January 16, 2013
The thing that bugs me the most about the possible Britexit is that people around me seem to take it very lightly. So what if the Brits want out? Let them out, we don’t care. And i take that as a sign of the unfinished construction of the European populous. No matter what nation you pick from across the continent, when you talk of a presumable secession of one of the provinces, you get heated arguments and a general rejection of the idea from people not within the respective province. A certain fear of separation, and an almost blind devotion to the integrity of the nation state. Generally I would translate that as unity within the populous around a given set of values that define that social construction.
We don’t yet see that in Europe. The 500 million plus people in the EU today don’t act as one. I would even go as far as saying that the only true EU wide unity (or at least at some multi-national level) appears only when a mass demonstration is under way in Brussels. Take for example the recent European Milk Board protests that amassed farmers from 14 nations united for one purpose. But that seems to be as far as anyone is willing to go. If results are achieved, then the ad-hoc union disperses as each party tries to get more for themselves.
We lack the unity that would allow us to become one. We lack it because we seldom get reasons to unite behind the European idea. We have no sports team under the EU flag to cheer for, there is no threat against the Union – outside threats are always directed at specific nations! That’s a good strategy for the “enemy”, but a bad thing for the rest of us, as it prevents us for achieving unity. So what if nation A threatens France or Spain, we here in Romania or Poland have no worries. And voila the continuous opportunity to not feel as one united people.
It’s now the case with the Britexit. Except for those interested in EU affairs, the large portion of society could not care less. Neither is anyone clearly explaining that there is no scenario where the Britexit would be painless or uneventful. Public pressure from outside the realm could not value less for the Brit politicians (consider this at large) but it might matter to regular Brits. And it can be easily explained. In the age of Facebook and Twitter, of low cost flights and so on, personal connections within European individuals go further than what one might think. We all have friends and people we interact with all across the continent.

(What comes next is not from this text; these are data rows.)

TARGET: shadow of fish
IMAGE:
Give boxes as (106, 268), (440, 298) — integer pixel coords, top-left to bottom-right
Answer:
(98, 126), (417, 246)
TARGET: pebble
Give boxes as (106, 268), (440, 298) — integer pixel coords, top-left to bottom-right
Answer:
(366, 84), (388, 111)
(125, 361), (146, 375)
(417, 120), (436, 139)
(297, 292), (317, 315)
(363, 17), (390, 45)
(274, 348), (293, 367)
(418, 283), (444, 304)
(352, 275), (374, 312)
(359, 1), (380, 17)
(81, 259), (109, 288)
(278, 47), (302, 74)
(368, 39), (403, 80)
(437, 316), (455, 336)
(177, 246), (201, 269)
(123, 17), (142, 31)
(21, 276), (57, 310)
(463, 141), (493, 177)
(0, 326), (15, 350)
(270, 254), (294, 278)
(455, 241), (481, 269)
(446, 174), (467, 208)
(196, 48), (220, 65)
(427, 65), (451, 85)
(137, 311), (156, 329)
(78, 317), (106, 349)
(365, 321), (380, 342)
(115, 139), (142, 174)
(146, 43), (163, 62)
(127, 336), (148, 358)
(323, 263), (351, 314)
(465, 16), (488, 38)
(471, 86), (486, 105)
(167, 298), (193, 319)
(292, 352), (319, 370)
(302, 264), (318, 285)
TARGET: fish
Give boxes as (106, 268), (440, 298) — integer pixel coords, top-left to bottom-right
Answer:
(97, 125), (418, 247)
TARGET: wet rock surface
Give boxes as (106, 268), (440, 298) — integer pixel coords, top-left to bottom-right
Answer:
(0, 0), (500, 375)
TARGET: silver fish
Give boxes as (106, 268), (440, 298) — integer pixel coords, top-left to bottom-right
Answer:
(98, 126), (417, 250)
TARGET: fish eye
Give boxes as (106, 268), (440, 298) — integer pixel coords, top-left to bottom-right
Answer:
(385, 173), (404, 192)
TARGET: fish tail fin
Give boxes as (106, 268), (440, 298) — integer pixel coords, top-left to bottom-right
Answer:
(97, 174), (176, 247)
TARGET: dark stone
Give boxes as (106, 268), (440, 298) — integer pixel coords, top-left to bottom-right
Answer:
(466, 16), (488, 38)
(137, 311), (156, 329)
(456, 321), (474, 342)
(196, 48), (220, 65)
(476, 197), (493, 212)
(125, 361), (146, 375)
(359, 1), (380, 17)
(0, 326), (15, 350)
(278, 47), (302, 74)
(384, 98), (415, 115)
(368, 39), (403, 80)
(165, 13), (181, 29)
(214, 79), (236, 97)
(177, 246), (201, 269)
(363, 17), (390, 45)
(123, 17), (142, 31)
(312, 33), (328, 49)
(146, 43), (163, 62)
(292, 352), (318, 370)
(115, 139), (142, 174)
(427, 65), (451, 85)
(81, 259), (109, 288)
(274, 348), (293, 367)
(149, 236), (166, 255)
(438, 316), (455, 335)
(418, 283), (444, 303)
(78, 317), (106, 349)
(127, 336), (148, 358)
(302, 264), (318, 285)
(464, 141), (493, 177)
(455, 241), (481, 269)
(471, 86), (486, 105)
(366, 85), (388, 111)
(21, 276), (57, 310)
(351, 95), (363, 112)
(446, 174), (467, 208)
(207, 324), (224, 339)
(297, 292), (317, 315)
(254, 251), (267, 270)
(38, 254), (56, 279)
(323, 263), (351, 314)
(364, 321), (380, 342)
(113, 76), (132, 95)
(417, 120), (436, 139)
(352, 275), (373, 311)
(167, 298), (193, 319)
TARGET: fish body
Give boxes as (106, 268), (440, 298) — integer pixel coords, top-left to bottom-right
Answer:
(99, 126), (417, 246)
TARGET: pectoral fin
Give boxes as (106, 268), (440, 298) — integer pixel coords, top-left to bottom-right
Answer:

We met them during our studies, while travelling at conventions and fares. We connected. It has been my experience that bonds created at personal level outgun ideas generated at mass level. I spent 1 year in France as an Erasmus student before Romania’s accession to the EU, and had to deal with a lot of misconceptions about Romanian people at large. But those I did manage to strike a connection with, have forever abandoned those ideas, mainly because they had a first hand experience.
All these considered, the Britexit sounds to me not as a “divorce”, but more like the UK saying “let’s stay together, but I get to see other people!”. And what strikes me as odd is that as far as the average Jane or Joe is considered, this is not a problem. And the reason it’s not a problem is that most likely there was no relationship in the first place. No perceived relationship at least. Right now the situation is at a point where everything is possible, and no matter how much we analyse it, i have the feeling that everything that could be said has been said, and it’s up to the British people.
But what we must, and I’m going to stress that – WE MUST, really consider about this entire affair is that there is no relationship between the people. No real, heartfelt relationship, and a certain lack of emotion. Because there is a lack of emotion towards the EU – maybe! Because we are too entrenched in views about the nation – also maybe. Separation of understanding between the people and their politicians greatly diminishes the connection between the EU and its people. 2013 is an important year -it’s the European Year of Citizens. Let’s fight to make it count. Spread the word – we are all Europeans.